I'm a novice myself.


Chris


----------



## Micke S (Jan 1, 2015)

Isn't it just to turn the piece 90 degrees after making the top and bottom if you use a machine vise ? :thinking:


----------



## Wreck™Wreck (Jan 1, 2015)

A manual vertical mill is well suited for making squares and rectangles, clamp it down through the center hole and mill it square.
If you don't go overboard with the depth of cut and step over it won't move, space it up off the table a bit.


----------



## prasad (Jan 1, 2015)

Wreck™Wreck said:


> A manual vertical mill is well suited for making squares and rectangles, clamp it down through the center hole and mill it square.
> If you don't go overboard with the depth of cut and step over it won't move, space it up off the table a bit.



Hi

Thanks. I started exactly like this and still working on it. Being a mini-mill it is taking a long time. Of course time is plenty here and so it is ongoing. I can not do it in one setting because my mill does not have 6 inch movement in frnt to back direction. I will have to do it in 4 settings. I guess I will indicate it for each setting to get 90 degree as suggested by another person. 

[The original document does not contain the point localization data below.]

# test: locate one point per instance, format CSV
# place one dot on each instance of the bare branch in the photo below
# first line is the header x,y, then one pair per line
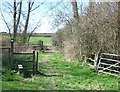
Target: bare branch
x,y
37,6
6,24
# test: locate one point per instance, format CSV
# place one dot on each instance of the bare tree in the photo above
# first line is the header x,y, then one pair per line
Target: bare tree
x,y
18,13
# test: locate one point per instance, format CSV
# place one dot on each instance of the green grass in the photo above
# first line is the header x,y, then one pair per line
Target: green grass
x,y
75,77
46,40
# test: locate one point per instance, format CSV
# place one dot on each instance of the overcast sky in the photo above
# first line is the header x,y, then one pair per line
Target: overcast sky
x,y
44,14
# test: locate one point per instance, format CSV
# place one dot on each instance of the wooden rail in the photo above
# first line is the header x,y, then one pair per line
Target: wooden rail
x,y
106,63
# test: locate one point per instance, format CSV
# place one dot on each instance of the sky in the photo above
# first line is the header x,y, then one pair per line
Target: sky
x,y
44,14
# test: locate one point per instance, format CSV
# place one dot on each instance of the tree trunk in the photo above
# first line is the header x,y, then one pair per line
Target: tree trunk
x,y
14,17
75,8
118,33
26,23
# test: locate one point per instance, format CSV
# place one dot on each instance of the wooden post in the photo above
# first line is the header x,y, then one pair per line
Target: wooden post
x,y
9,61
33,62
37,63
97,57
12,47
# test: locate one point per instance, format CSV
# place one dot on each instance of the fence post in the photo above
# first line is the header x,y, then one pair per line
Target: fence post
x,y
12,47
37,63
9,61
33,62
97,57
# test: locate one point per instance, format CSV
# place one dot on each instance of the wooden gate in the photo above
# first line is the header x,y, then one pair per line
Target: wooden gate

Thanks and wishing you HNY
Prasad


----------



## prasad (Jan 5, 2015)

Guys, here is where I reached using various excellent replies I received. It is now square but needs more machining on the lathe before I get back to my mill fore finish milling. Thanks all,
Prasad

PS. The picture is showing the milling task at its last stage. I took this picture just before the last piece fell down. The milled surface is not as good as I want but I have allowance for further milling. It now will fit into my milling vise.


----------